Reforma tributária e federação, um diálogo com Fernando Scaff
23 de janeiro de 2025, 6h30
A reforma tributária promovida pela Emenda Constitucional 132/23 trouxe à tona um debate essencial sobre os limites e desafios do federalismo brasileiro. Nessa linha, é fundamental reconhecer que o professor Fernando Facury Scaff, em seus textos sempre instigantes, tem destacado a perda de autonomia dos entes subnacionais decorrente da reforma. Segundo sua recente publicação aqui na ConJur, em 14 de janeiro, houve “uma forte redução da autonomia dos entes federados, que antes tinham limites em sua autonomia na forma de leis complementares, e agora perderam completamente a autonomia arrecadatória sobre a maior fonte tributária que dispunham. Estados e municípios foram garroteados, e a federação se tornou ainda mais centralizada”. E observa o ilustre professor, com absoluta clareza, que “do agrilhoamento não surge cooperação, mas redução de autonomia”.

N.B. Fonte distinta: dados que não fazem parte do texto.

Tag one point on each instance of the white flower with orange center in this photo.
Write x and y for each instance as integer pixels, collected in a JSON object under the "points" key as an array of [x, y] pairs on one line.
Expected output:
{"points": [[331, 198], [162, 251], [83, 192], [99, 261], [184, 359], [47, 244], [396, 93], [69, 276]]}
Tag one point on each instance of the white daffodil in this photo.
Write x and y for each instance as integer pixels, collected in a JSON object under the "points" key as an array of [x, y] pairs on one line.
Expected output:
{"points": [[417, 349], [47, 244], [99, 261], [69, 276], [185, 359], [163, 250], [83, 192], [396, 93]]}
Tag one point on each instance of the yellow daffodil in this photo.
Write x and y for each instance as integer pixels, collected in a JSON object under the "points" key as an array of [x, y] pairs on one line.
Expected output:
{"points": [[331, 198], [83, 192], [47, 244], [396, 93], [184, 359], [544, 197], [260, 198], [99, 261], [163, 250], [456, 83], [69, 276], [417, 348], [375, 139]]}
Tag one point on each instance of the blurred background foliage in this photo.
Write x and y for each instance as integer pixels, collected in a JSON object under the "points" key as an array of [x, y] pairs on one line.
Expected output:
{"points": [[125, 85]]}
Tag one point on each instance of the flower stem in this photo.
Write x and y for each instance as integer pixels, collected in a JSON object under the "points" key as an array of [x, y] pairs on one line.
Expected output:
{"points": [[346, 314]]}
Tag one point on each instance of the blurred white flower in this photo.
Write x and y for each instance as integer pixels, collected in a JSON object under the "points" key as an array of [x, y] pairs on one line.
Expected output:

Há, no entanto, um aspecto relevante que não chegou a ser abordado e que merece reflexão: cuida-se do modelo dos colegiados de harmonização e o seu impacto sobre a capacidade tributária ativa dos entes e o amesquinhamento da federação.

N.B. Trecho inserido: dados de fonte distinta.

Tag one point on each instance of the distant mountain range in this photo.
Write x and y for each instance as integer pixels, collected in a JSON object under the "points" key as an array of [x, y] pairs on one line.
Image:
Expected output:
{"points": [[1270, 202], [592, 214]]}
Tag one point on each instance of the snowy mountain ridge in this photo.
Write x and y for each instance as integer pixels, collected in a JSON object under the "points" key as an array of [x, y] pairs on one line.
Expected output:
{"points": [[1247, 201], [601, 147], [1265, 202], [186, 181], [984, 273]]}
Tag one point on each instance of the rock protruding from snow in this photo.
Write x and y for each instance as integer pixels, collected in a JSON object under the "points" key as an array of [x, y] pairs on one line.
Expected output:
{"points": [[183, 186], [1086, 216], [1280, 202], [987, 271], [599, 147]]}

O novo §3º do artigo 145 da Constituição Federal impõe a harmonização das normas, interpretações e procedimentos entre o Imposto sobre Bens e Serviços (IBS) e a Contribuição sobre Bens e Serviços (CBS). Embora a ideia de harmonização traga promessas de simplicidade e maior segurança jurídica, a forma como ela foi concebida compromete ainda mais a autonomia dos entes subnacionais e o modelo de Estado federal adotado no Brasil.
Os artigos 319 e 320 da recentíssima LC 214/2025 denotam que os órgãos de harmonização (Comitê de Harmonização e Fórum de Harmonização), criados para dispor, dentre outros, sobre uniformização, interpretação, obrigações acessórias e procedimentos comuns ao IBS e à CBS, tem representação indireta (para os entes subnacionais) e desigual entre os entes federativos.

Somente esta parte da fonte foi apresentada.